If you’ve ever had a particularly bad day at work, don’t worry, it could be worse: you could have distorted seven years of British policy-making. The Office for National Statistics has vastly overestimated the number of foreign students overstaying their visas. It had put the number from overseas staying past their visas at more than 100,000 a year. The actual figure is 4,700.
In order to “get numbers down”, Theresa May, first as home secretary and thereafter as Prime Minister, sharply limited the freedoms of overseas students to come to the United Kingdom in the first place, and oversaw increasing levels of graduate deportation. Meanwhile, the accompanying furore over the numbers overstaying very probably helped take Britain out of the European Union.
It puts any missed paperwork or forgotten deadlines into sharp relief, that’s for sure.
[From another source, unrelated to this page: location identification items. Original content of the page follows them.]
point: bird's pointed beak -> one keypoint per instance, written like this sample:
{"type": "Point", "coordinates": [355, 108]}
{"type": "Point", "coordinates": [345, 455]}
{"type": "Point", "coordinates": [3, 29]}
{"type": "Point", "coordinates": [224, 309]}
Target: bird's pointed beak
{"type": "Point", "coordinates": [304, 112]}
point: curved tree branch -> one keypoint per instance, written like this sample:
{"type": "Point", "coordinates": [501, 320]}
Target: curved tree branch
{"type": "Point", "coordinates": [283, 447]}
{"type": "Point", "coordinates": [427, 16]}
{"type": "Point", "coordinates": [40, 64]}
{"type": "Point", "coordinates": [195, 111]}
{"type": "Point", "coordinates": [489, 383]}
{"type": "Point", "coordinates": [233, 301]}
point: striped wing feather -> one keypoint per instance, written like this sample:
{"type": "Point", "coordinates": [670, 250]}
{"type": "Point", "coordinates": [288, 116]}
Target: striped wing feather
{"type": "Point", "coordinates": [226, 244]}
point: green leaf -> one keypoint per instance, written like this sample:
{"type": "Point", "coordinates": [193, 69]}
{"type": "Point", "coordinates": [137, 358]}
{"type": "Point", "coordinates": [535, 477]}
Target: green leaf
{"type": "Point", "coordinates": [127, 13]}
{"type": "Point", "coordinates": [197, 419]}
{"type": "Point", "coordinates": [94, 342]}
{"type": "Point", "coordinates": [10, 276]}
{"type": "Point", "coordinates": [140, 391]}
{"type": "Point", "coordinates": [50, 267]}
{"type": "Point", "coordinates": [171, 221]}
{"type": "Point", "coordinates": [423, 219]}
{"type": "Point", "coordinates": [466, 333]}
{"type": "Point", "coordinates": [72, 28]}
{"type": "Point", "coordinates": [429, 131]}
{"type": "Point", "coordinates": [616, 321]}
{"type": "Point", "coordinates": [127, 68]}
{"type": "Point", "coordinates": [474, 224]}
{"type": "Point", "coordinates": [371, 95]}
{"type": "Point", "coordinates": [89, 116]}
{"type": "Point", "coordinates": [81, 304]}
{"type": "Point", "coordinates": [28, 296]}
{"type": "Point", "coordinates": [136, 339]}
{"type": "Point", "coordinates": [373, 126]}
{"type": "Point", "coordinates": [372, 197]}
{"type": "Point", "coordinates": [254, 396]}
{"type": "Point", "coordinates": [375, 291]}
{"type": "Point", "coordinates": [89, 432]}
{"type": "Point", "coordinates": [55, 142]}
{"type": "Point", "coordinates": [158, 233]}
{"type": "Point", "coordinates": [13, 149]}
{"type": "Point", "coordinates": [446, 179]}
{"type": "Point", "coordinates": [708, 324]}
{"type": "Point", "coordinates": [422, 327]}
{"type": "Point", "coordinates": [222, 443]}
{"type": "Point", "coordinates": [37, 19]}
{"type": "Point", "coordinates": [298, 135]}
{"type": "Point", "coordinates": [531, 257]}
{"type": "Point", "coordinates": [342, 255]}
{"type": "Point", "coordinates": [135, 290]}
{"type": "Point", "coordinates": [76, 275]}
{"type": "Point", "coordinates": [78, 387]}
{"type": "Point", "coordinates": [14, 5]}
But expressing relief that the number of students overstaying is “only” 4,700 misses a more important point, and it’s this: one of the biggest public policy successes of the last Labour government was the vast increase in the number of students from abroad who came here to get a degree, whether at a university, a business school or another higher or further education institution.
It’s not just that overseas students have transformed the financial position of individual universities. As I’ve written before, opening a university is one of the most effective ways of regenerating a city. They create well-paying and secure work in the surrounding area, both directly for the university and servicing the needs of the university population, both students and workers.
Increasing the number of overseas students – which went from less than 60,000 when Labour took office in 1997 to more than 240,000 in 2010 – helped to finance both the expansion of higher education, and, through the arrival of often affluent overseas students, stimulated the local economy. One of the commonalities in the renaissance of Britain’s great cities in the 1990s and 2000s was the arrival of students from abroad.
Contrary to what some in the political elite claim – Nick Timothy, Theresa May’s defenestrated aide, is the latest to do so – that immigration has benefited everyone, not just the “middle-class commentariat”. It has directly benefited “middle-class” people working in the higher education sector, that’s true. But it has also directly benefited everyone whose job involves selling or servicing the higher education sector, as well as countless jobs that are indirectly created by Britain’s higher education institutions.
As with the higher education sector, so too with the whole of the British economy. Everyone in the United Kingdom, and I really do mean everyone, has benefited from immigration which has, among other things, helped keep food prices low and made the country’s ageing population less of a demographic crisis than it otherwise would be.
That the ONS has got its numbers wrong is bad, yes. But it’s a lot worse that public policy has been set on the idea that more people coming to study at British universities has been bad for Britain – however bad that may be.